The purpose of this talk is to present an alternative to the coupling methodology, specifically tailored for regenerative processes or stochastic processes for which a regenerative extension may be built, namely pseudo-regenerative processes. This includes the case of general Harris Markov chains on which the present study focuses. Indeed, sample paths of a Harris chain may be classically divided into i.i.d. regeneration blocks, namely data segments between random times at which the chain forgets its past, termed regeneration times. Hence, many results established in the i.i.d. setup may be extended to the markovian framework by applying the latter to (functionals of) the regeneration blocks. Refer to MeynTweedie's Book, for the Strong Law of Large Numbers and the Central Limit Theorem, as well as Bolthausen, 80, Malinovskii, 87, Malinovskii, 89, Bertail and Clémençon 2004-2008 for refinements of the CLT. This approach to the study of the behavior of Markov chains based on renewal theory is known as the regenerative method. In the present article, we develop further this view, in order to accurately investigate the asymptotic properties of U-statistics of positive Harris chains. Our approach crucially relies on the notion of regenerative U-statistic approximate of a markovian U-statistic.
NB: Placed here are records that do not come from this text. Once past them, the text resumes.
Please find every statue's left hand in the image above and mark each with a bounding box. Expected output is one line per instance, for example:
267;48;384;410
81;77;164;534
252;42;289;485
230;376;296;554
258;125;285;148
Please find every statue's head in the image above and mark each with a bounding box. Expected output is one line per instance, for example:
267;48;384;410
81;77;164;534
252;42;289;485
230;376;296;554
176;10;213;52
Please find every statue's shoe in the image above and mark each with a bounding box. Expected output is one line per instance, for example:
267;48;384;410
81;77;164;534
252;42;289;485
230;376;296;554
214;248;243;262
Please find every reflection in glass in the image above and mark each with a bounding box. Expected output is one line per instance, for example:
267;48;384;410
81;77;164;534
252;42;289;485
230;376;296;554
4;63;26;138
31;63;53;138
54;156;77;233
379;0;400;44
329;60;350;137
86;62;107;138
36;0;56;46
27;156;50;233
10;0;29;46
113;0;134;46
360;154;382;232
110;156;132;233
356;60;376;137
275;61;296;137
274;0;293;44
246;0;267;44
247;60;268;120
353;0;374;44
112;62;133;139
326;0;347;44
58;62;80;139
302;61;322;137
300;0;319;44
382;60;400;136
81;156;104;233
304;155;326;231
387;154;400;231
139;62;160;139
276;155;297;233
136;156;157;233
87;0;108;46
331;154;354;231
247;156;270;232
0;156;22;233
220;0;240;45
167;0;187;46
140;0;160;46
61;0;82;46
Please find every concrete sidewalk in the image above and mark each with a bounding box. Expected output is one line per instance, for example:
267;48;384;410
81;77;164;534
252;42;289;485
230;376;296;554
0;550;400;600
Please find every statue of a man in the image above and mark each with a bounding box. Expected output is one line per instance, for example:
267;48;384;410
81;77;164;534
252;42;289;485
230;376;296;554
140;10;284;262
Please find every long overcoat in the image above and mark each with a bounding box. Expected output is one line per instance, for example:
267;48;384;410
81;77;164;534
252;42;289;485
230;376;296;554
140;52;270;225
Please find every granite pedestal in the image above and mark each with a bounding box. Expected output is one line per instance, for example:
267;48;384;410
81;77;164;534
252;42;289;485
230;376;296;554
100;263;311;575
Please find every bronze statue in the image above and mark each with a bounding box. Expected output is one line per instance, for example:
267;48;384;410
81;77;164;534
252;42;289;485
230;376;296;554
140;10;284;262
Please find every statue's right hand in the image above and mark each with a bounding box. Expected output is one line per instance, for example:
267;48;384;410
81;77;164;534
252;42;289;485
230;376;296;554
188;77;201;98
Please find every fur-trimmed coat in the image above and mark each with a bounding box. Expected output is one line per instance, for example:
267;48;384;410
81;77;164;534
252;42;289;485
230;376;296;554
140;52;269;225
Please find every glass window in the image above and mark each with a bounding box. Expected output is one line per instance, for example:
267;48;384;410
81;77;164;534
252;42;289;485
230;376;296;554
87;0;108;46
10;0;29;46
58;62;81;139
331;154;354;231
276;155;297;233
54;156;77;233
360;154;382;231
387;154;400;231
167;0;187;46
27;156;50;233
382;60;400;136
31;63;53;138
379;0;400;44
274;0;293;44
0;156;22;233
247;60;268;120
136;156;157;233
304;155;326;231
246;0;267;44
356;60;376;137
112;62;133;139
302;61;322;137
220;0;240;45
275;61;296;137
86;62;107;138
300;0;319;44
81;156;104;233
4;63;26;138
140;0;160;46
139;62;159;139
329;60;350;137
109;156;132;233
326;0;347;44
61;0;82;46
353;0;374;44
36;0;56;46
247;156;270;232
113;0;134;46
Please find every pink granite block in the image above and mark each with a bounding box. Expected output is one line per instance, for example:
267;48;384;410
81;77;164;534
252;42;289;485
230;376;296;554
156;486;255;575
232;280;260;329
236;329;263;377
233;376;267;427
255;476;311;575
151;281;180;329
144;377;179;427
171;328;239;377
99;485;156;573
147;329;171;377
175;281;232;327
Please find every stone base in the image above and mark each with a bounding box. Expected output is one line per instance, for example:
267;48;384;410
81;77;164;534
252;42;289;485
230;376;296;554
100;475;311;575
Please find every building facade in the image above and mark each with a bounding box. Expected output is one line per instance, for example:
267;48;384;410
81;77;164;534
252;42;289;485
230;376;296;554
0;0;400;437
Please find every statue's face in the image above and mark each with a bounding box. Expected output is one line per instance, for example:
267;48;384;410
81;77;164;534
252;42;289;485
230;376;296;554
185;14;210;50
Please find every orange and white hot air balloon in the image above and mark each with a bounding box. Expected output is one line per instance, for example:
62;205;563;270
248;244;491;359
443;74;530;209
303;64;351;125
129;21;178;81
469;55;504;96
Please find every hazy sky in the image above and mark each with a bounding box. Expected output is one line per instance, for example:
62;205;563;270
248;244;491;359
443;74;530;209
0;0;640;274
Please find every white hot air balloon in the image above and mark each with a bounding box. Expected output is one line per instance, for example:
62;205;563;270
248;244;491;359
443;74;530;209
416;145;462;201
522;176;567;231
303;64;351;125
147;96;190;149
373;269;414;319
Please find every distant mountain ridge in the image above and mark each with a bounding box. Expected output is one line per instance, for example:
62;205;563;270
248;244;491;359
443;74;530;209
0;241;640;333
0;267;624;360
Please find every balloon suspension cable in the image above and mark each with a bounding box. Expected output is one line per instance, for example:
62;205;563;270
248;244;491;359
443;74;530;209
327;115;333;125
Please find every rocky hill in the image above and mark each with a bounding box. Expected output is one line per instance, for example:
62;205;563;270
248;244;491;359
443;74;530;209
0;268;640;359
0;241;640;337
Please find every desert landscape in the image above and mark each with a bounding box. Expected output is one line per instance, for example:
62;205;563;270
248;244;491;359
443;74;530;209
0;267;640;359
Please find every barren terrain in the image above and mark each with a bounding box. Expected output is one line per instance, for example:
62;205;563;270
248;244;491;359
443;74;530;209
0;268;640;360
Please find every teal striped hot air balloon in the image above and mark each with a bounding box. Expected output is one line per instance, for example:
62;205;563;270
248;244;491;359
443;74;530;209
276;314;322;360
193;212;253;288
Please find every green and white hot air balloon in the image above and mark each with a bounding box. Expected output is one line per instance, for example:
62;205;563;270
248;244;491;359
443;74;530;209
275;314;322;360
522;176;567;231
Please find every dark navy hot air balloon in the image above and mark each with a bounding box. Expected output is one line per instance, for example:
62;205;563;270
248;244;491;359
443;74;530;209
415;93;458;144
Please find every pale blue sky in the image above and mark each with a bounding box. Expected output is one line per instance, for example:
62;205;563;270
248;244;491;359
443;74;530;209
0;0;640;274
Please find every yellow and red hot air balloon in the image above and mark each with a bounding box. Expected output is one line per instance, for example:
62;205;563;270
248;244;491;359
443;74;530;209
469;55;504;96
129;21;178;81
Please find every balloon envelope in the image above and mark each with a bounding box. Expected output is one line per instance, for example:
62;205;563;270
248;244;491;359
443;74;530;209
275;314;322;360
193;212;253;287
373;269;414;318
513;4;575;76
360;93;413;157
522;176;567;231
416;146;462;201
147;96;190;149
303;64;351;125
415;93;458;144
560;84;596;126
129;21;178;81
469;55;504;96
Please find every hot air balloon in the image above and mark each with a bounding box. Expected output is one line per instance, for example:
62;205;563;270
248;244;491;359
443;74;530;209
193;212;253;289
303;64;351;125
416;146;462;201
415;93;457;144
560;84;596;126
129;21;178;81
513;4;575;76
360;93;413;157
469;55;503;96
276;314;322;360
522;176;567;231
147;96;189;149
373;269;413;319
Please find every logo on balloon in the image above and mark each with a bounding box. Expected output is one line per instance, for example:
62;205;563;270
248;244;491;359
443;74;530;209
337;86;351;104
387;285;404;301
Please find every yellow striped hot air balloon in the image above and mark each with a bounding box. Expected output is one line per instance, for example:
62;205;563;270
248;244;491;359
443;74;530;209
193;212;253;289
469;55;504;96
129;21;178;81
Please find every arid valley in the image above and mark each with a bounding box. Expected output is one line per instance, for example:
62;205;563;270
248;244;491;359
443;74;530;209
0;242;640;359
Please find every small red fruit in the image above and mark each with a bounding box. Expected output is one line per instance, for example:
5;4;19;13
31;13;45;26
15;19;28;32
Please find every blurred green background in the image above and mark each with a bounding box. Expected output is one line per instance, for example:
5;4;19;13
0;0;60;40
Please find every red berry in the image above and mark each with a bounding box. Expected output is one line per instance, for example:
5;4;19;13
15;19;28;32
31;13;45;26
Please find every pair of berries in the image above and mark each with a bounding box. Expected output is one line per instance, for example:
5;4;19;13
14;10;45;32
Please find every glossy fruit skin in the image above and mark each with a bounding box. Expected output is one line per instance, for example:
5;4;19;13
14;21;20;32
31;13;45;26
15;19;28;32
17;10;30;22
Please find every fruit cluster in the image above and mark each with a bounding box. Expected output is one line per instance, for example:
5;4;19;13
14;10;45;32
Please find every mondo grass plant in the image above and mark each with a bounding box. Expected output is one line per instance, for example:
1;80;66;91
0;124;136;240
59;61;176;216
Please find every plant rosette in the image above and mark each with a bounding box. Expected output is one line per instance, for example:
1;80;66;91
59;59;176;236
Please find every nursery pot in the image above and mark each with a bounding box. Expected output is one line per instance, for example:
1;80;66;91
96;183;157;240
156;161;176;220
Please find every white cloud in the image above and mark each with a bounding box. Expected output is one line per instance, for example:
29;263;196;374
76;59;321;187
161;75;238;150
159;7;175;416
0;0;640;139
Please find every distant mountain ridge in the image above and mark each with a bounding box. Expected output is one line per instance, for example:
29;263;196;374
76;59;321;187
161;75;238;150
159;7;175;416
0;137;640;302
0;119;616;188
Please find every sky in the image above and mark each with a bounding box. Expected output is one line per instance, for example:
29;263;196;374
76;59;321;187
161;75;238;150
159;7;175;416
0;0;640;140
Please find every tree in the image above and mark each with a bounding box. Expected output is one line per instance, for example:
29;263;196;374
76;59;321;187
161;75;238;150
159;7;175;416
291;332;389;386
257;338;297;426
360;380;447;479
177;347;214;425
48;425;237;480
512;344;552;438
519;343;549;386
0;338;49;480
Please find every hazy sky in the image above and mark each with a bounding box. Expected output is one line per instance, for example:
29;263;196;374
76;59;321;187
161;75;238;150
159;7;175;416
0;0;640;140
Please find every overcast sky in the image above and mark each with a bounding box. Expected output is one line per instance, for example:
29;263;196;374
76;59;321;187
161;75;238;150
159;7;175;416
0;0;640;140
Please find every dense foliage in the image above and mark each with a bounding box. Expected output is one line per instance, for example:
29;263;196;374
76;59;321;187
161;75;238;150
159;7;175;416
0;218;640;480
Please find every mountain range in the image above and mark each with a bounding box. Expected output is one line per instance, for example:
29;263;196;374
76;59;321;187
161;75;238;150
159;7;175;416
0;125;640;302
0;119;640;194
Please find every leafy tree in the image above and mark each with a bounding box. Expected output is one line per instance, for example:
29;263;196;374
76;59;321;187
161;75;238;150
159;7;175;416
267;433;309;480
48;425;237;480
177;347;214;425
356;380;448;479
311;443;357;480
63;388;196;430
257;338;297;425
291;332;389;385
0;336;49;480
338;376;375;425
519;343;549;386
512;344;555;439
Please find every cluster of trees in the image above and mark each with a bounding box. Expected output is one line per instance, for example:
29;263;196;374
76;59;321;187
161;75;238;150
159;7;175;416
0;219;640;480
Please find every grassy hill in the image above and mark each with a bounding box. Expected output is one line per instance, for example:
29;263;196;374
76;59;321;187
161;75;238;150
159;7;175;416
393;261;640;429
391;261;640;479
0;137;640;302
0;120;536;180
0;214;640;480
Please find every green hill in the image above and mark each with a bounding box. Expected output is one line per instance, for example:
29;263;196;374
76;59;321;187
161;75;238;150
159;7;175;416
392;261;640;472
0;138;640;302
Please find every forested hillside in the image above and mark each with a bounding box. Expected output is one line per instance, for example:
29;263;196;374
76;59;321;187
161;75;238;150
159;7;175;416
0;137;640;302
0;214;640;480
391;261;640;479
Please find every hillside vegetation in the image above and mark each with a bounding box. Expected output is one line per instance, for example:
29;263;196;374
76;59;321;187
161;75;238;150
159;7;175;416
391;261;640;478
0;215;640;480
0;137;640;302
As the approximant is a standard U-statistic based on regeneration blocks, classical theorems apply to the latter and consequently yield the corresponding results for the original statistic. Beyond gaussian asymptotic confidence intervals, we propose to bootstrap certain markovian U statistics, using the specific resampling procedure introduced in Bertail and Clémençon 2005, 2006 producing bootstrap data series with a renewal structure mimicking that of the original chain. The asymptotic validity of the (approximate) regenerative block-bootstrap of U-statistics is rigorously established. For illustration purpose, some simulation results are displayed. We will also show rapidly how the same kind of techniques allows to obtain consistent estimator of the tail index and of the dependence index.